Выставочный сезон Эрмитаж завершает самой громкой выставкой прошедшего года: петербургский музей представляет ретроспективу одного из самых знаменитых среди ныне живущих архитекторов мира — испанца Сантьяго Калатравы. На ней КИРА ДОЛИНИНА увидела десятки архитектурных макетов, чертежи, рисунки, скульптуру, то есть всех видов статическое искусство, объединенное парадоксальным, на первый взгляд, названием — "В поисках движения".
Это очень телесная архитектура. Телесна она и в построенном виде, но так, в макетах и на чертежах, это свойство становится даже не лейтмотивом — самой сутью архитектуры Калатравы. Ребра, связки, жилы, кости. Скелет как идеальный остов для любого здания. Перекрученные мышцы как воплощенная метафора скрытой энергии. Крылья птицы как прототип излюбленного архитектором типа здания в виде раскрывающегося шатра. Этому принципу подчинено у Калатравы практически все: и его фирменные мосты всех размеров и видов, разбросанные по всему миру, от Венеции до Иерусалима, и стадионы, и оперные театры, и вокзалы, и купол над Рейхстагом, и кампус университета под Римом, и работа в историческом псевдоготическом пространстве собора святого Иоанна Богослова в Нью-Йорке, и чисто футуристическое пространство Города науки и искусства в его родной Валенсии.
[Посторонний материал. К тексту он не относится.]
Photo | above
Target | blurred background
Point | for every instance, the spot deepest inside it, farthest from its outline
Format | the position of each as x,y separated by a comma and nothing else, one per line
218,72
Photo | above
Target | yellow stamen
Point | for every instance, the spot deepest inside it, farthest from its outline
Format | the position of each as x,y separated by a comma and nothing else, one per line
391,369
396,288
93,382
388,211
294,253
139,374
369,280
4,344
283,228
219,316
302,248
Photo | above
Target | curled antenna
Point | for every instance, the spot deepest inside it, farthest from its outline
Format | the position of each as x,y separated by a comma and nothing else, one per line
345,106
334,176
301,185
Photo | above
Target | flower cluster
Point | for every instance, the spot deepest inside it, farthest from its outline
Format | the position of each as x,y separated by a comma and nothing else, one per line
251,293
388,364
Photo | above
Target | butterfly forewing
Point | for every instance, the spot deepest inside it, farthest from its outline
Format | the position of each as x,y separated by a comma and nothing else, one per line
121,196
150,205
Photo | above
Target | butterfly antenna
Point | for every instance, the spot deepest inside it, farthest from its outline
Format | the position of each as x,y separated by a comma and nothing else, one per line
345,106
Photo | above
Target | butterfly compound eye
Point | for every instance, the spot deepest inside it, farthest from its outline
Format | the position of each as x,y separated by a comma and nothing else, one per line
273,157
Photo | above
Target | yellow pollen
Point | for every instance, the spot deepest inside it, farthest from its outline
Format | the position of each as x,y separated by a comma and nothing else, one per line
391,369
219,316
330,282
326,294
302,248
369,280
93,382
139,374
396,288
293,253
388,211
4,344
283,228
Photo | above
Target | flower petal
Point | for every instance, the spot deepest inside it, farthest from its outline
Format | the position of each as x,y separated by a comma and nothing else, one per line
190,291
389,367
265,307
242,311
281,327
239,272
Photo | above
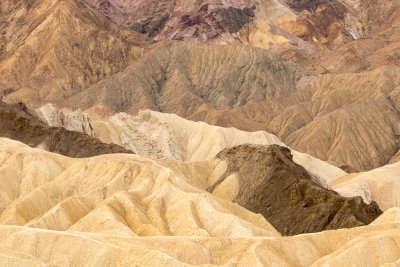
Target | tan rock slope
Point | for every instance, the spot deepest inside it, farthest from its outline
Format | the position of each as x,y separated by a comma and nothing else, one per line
18,123
127,210
168,136
348,119
381,184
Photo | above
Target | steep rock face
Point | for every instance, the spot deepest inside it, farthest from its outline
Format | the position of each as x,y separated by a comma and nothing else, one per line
51,50
322,23
122,195
17,123
348,119
177,77
381,184
129,210
270,183
167,136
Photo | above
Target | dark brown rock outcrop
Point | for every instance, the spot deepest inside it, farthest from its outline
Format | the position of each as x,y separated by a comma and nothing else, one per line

Что-то было реализовано, что-то нет, но в пространстве выставки проекты эти уравнены в правах — все есть чистая идея, фантазия, концепт в максимально обнаженном виде.
А еще это очень счастливая архитектура. То есть архитектура счастливого человека. В ней есть наивный восторг ребенка, собирающего свои домики из деталек конструктора — вот уже вроде совершенно феерическое нечто получилось, а ведь стоит, не падает. Сам 60-летний Сантьяго Калатрава на открытии выставки эту детскость архитектуры как таковой всячески подчеркивал: нажимал кнопки и включал свет внутри своих причудливых сооружений, нажимал другие — мосты и шатры приходили в движение, раздвигались и разводились, ощетинивались и расправляли крылья. Архитектура в этом своем движении оказывалась динамичнее графики, керамики и скульптуры, в изобилии представленных на выставке, а все вместе должно было говорить о главном свойстве искусства Калатравы — вожделенной всеми, но не каждому уготованной joie de vivre, "радости жизни", которую этот художник готов дарить своим зрителям. Недаром самыми желанными для него посетителями выставки, по его же словам, будут дети — те, кого можно заразить болезнью архитектуры как способа воплощения фантазий.
Однако все эти кнопки и выставочные аттракционы вовсе не значат, что выставка эта легкомысленна. Наоборот, это одна из самых продуманных выставок последнего времени в Эрмитаже. Обычно сумрачный огромный Николаевский зал Зимнего дворца словно наполнился воздухом. Легкие конструкции Калатравы, его абстрактные скульптурные модули, яйцевидные формы в проемах арок, классические фигуры на огромных листах бумаги сформировали внутри парадного дворцового интерьера совершенно индивидуальное пространство. Если Эрмитаж, как обещает, продолжит этот показ серией ретроспектив именитых архитекторов, то тон задан очень верный. Если же Калатрава останется тут одинокой заезжей звездой, то все равно урок, преподанный им городу, отвергающему, по сути, любую современную архитектуру экстра-класса, все равно не пройдет бесследно.
Кандидатура Калатравы для этого демарша выбрана почти идеально. Во-первых, он здесь ничего не проектирует и пока не собирается — нет даже налета скандальности. Во-вторых, это очень европейский архитектор, со всеми вытекающими отсюда обременениями в виде очевидной любви к Пикассо, Эль Греко, Гауди и Вазарелли, столь ласкающей слух и глаз надменного Эрмитажа. В-третьих, чрезвычайно успешный архитектор (за 30 лет он осуществил более 40 громких проектов) предстает здесь еще и как способный художник, и абсолютно гениальный инженер. Два его образования, архитектурное и инженерное, дали ему самое вожделенное в современном мире право — право мечтать и осуществлять свои мечты. И он им вовсю пользуется.